The Big Feast (1973)
8/10
Putting the 'f' into arthouse. (possible spoiler)
11 May 2000
Warning: Spoilers
The European arthouse movie, since the 50s at least, has been generally seen in opposition to Hollywood. Instead of relying on cartoonish genre, broad comedy and loud, violent action, it supposedly offers analysis, detail, character, critique, context, civilised intelligence. Crudely put, Hollywood appeals to the senses, European films to the mind.

LA GRANDE BOUFFE is an almost archetypally European movie - a Franco-Italian co-production, directed by a noted auteur, Marco Ferreri, and starring arguably the three greatest of all European actors, Marcello Mastroianni, Michel Piccoli and Phillipe Noiret. It features allusions to philosophy, art history and literature, and is confined, Bunuel-like, to the single set of a decaying town mansion. It is also about four middle-aged men stuffing themselves to death, blocking toilets until they messily explode, and, er, breaking wind.

Ferreri treats his theme of excess - food, sex, self-pity - with an almost Oriental restraint, matching lengthy, static long shots so dense with detail and so darkly lit that it's often difficult to make anything out, to extreme close-ups, pitilessly exposing yet also strangely moving: a bit like Ozu filming Fellini.

It's hard to know how to recommend this film - and I do, very strongly. Four professionals - a cook, a pilot, a TV producer and a judge - convene at the latter's unused mansion to spend a weekend non-stop eating a prodigiously elaborate feast made from the choicest meats: many prospective meals are walking about in the garden.

We gradually learn that they have come here to die, but Marcello is unable to continue without sex, so they hire some prostitutes, as well as inviting a local, seemingly innocent, teacher, who is soon revealed to have appetites equal to any of the men. And so the men eat. And eat. And eat. They sometimes have sex, watch antique 'erotic' slides, drive cars, get sick. But mostly they eat. They even have competitions to see who can eat the fastest.
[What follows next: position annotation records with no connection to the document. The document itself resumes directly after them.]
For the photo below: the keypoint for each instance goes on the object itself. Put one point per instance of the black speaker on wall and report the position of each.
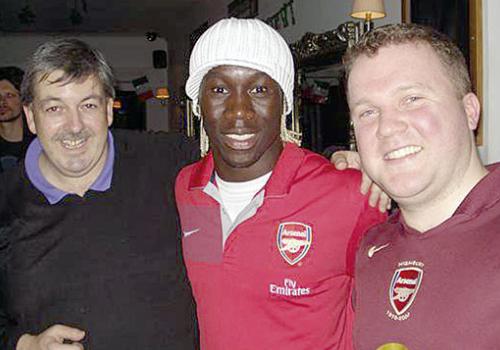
(159, 59)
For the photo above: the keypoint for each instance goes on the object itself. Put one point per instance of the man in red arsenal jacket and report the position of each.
(429, 277)
(269, 229)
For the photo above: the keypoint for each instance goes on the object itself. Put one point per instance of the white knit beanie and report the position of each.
(247, 43)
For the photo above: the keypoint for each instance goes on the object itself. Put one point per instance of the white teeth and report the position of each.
(73, 144)
(237, 137)
(403, 152)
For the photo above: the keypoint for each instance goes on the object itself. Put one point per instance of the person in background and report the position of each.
(89, 246)
(269, 229)
(14, 135)
(428, 278)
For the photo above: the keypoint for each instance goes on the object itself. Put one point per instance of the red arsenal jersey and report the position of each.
(283, 277)
(433, 290)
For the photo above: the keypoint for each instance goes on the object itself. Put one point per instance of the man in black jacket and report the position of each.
(14, 135)
(89, 254)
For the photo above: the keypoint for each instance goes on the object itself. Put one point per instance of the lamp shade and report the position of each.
(368, 9)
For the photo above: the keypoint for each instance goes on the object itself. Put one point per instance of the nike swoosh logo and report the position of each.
(189, 233)
(374, 249)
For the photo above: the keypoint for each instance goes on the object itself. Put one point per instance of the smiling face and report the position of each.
(71, 121)
(241, 109)
(10, 102)
(414, 132)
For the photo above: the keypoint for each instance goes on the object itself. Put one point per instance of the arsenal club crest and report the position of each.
(294, 240)
(404, 288)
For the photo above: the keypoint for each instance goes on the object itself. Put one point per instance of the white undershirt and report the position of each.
(236, 196)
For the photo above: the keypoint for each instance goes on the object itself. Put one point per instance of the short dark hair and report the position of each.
(75, 58)
(13, 74)
(405, 33)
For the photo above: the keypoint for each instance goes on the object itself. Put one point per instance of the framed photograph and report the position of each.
(243, 8)
(461, 20)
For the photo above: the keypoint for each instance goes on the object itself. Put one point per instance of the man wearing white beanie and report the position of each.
(269, 229)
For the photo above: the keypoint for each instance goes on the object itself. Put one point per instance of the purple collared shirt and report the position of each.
(53, 194)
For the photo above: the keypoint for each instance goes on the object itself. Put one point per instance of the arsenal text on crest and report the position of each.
(404, 288)
(293, 240)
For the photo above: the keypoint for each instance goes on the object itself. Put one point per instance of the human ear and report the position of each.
(30, 117)
(472, 109)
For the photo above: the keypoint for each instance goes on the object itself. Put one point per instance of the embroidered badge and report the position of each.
(294, 240)
(404, 288)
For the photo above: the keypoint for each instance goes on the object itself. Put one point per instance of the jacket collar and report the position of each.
(278, 185)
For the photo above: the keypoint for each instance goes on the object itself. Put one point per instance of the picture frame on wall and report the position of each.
(243, 8)
(461, 20)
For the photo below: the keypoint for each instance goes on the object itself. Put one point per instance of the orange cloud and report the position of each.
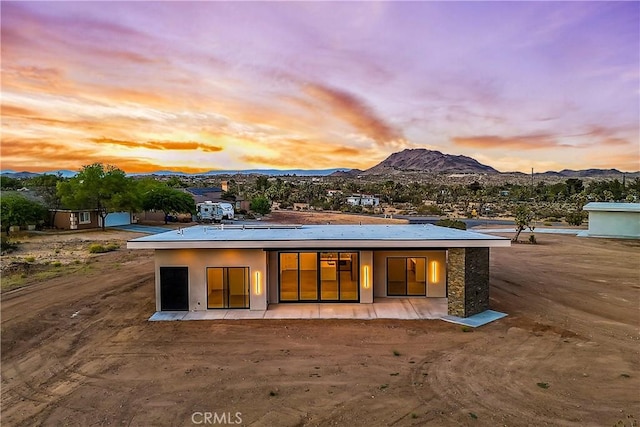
(325, 155)
(38, 155)
(525, 142)
(160, 145)
(354, 111)
(627, 162)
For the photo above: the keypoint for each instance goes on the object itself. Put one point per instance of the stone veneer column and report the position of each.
(455, 282)
(468, 281)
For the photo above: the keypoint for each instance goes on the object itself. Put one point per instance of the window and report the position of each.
(319, 276)
(228, 287)
(406, 276)
(84, 217)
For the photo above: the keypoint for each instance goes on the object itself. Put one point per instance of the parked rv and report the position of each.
(208, 212)
(214, 212)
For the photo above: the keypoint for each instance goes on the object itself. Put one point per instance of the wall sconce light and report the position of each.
(258, 282)
(367, 282)
(434, 272)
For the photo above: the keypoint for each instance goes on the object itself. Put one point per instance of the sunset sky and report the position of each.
(196, 86)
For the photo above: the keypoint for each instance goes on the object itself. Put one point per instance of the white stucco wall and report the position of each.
(199, 259)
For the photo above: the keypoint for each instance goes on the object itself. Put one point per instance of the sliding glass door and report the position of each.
(228, 287)
(406, 276)
(319, 276)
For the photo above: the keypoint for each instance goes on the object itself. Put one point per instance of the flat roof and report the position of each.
(277, 236)
(612, 207)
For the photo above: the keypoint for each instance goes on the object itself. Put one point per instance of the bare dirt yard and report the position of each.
(77, 349)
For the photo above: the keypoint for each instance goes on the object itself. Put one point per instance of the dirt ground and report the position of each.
(77, 349)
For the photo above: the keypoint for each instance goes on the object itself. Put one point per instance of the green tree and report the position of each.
(18, 210)
(260, 205)
(575, 218)
(523, 217)
(8, 183)
(104, 188)
(45, 186)
(168, 200)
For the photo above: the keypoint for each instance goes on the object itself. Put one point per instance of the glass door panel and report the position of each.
(329, 275)
(396, 276)
(289, 277)
(416, 276)
(215, 288)
(308, 276)
(348, 267)
(238, 287)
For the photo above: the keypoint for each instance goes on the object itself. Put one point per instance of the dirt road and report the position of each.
(78, 350)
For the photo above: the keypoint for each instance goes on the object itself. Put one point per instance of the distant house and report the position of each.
(301, 206)
(363, 200)
(616, 220)
(81, 219)
(200, 195)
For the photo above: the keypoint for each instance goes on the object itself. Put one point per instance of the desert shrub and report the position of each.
(575, 218)
(7, 245)
(430, 210)
(97, 248)
(452, 223)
This, ironically, does not sound very appetising for the viewer. There is no narrative drive for instance - any conflict possibly brought by the pure, innocent Andrea, a symbol of life in an atmosphere of decay, to whom Phillipe proposes marriage, are quickly dashed by her own taste for depravity. The men decide to die, and we watch them do it. The film begins with a methodical introduction to all four characters, and ends as methodically picking each one off.
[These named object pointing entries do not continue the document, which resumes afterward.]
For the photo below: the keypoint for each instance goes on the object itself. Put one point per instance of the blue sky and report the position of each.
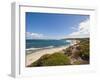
(55, 26)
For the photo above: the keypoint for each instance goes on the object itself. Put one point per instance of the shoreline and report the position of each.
(32, 57)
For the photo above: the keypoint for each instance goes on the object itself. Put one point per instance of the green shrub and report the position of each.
(52, 60)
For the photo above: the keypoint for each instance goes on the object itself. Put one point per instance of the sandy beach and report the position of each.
(30, 58)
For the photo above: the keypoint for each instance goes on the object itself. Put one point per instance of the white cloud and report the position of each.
(82, 29)
(30, 35)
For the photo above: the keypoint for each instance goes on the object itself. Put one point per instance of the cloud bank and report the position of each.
(30, 35)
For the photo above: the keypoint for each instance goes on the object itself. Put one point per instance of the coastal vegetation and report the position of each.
(73, 55)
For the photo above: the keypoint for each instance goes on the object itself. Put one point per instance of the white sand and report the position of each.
(30, 58)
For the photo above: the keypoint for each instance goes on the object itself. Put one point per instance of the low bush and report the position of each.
(52, 60)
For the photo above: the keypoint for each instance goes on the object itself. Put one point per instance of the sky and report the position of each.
(56, 26)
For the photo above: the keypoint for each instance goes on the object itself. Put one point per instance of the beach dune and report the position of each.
(30, 58)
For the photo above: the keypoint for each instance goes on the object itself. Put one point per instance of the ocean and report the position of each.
(33, 43)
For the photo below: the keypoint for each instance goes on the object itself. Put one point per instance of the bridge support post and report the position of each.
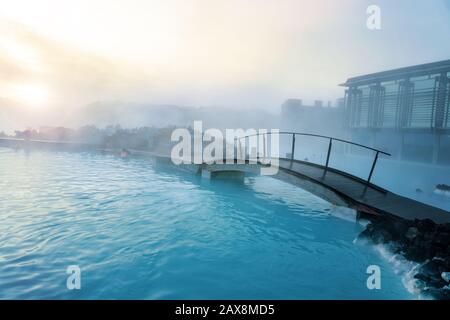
(328, 154)
(293, 147)
(373, 167)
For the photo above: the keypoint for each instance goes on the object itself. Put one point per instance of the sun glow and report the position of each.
(34, 95)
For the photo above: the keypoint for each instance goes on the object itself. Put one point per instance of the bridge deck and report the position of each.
(366, 195)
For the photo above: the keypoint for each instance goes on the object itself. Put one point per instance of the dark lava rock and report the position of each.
(422, 241)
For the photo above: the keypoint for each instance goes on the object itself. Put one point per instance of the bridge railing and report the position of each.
(330, 146)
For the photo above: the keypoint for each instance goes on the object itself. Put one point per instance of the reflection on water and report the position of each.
(140, 231)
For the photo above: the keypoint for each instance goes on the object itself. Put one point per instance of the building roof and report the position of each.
(401, 73)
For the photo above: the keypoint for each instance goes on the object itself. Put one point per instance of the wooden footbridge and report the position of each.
(342, 187)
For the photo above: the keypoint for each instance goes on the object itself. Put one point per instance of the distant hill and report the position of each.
(137, 115)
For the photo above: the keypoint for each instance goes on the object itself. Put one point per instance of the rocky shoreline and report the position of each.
(420, 241)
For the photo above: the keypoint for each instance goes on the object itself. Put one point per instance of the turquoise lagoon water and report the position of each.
(140, 231)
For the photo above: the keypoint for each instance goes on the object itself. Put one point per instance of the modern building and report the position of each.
(406, 111)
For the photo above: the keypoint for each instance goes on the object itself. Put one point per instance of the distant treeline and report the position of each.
(143, 138)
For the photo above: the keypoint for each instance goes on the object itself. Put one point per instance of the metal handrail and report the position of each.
(330, 145)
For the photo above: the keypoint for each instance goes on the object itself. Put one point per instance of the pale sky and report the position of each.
(243, 53)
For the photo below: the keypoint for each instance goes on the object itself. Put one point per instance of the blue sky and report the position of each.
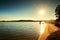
(27, 9)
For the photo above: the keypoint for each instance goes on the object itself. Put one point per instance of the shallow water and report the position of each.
(19, 30)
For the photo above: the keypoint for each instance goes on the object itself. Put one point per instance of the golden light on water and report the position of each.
(42, 27)
(42, 12)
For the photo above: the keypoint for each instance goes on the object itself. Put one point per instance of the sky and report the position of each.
(28, 9)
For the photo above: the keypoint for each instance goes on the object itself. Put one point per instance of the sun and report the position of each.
(41, 12)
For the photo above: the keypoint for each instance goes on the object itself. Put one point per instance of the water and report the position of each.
(19, 30)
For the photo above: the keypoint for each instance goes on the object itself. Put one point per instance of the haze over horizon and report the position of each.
(27, 9)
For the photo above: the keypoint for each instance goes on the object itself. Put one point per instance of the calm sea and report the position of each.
(19, 30)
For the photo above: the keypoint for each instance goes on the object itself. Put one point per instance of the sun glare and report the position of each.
(41, 12)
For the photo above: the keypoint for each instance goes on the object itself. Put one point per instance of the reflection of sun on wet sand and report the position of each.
(50, 28)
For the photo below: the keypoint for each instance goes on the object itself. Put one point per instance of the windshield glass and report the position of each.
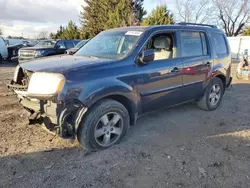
(110, 44)
(47, 43)
(81, 43)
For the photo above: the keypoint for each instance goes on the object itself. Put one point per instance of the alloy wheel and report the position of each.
(215, 94)
(108, 129)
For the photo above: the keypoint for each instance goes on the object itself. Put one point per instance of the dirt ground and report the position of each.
(178, 147)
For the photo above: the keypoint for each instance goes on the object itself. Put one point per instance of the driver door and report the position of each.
(160, 81)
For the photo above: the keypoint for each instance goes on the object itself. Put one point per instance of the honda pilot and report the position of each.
(121, 74)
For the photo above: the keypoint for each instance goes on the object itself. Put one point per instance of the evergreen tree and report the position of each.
(138, 10)
(246, 32)
(105, 14)
(120, 15)
(70, 32)
(159, 16)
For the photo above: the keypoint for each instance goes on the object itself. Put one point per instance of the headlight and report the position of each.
(45, 84)
(39, 53)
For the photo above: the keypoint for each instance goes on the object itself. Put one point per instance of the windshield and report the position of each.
(80, 44)
(110, 44)
(48, 43)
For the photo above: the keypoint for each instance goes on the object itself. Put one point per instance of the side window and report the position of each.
(219, 43)
(61, 45)
(69, 44)
(163, 44)
(204, 43)
(193, 44)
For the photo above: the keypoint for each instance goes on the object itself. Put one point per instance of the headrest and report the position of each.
(161, 42)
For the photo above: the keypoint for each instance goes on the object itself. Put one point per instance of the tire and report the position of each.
(1, 59)
(213, 95)
(96, 127)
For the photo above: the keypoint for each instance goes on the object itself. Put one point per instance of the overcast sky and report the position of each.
(29, 17)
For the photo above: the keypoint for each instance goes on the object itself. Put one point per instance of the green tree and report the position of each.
(159, 16)
(70, 32)
(100, 15)
(120, 15)
(138, 10)
(246, 32)
(93, 17)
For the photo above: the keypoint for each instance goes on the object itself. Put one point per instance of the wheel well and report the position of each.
(128, 105)
(223, 79)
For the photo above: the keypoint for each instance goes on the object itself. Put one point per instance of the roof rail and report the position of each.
(187, 23)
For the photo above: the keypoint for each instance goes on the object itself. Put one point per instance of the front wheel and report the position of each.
(1, 59)
(213, 95)
(104, 125)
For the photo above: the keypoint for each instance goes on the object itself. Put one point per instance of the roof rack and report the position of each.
(187, 23)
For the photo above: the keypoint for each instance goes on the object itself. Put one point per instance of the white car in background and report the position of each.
(3, 50)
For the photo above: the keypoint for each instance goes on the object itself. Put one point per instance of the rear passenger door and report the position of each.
(197, 62)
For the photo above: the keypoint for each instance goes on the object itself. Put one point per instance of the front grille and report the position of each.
(26, 54)
(21, 79)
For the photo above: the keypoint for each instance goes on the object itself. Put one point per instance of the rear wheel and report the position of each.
(104, 125)
(213, 95)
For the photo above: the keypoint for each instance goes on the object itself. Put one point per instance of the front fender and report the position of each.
(93, 93)
(88, 93)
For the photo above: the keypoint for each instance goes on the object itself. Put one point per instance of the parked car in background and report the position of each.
(72, 51)
(122, 74)
(3, 50)
(45, 48)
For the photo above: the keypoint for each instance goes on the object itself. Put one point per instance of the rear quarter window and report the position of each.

So what is the film about? Is it an allegory - a group of fairly representative French bourgeois gathered in a knackered mansion with a sparse, dying garden, might suggest so. But an allegory of what? The decline of French masculinity, patriarchy, capitalism? The judge and TV producer especially are examples of the most powerful, potentially corrupting forces in Western society, the law and the media. The women all escape and survive, although the closing shot of Andrea returning to the home is highly ambiguous.

BOUFFE is very Bunuellian, from the EXTERMINATING ANGEL-like idea of bourgeoisie trapped in a mansion (figured in the inability of Marcello to leave in his sportscar, doomed to drive up and down the avenue), to the profusion of animals, observing the men's descent into bestiality, as they grunt and hoot and growl, and become fatal slaves to their appetites. Is it a study in decadence - there are many shots framed like grotesque parodies of Renaissance paintings; that optimistic project is flatulently shot here. There are allusions made to both Boileau - the father of French neo-classicism - and Brillat-Savarin, whose Physiognomy of Taste is a famous combination of philosophy and gastronomy which the four men take to nihilistic limits. Is it a death knell of film, as the parody of Don Corleone suggests, as four old men watch slides like a corruption of early cinema?

I don't know. But for me the pleasures were many. The home itself, stuffed with so much bric-a-brac you can barely make out the characters. The fragmentary motifs returning in the coolly formal style - the replaying of certain scenes and shots; the repetition of the inchoate, beautiful, yearning tango music, which is connected to one character but shifts as he becomes a ghost. The museum of the dead culminating in the extraordinary, triangular shot of the sprawled Ugo, with Marcello and Michel behind him. The limitless, ingenious, grotesque variations on sex and food. The gross comedy. The genius compositions. The colours. The sight of three actors who have starred in some of the 20th century's supreme artistic achievements running from faecal rivers, and putting the rump back into rumpo.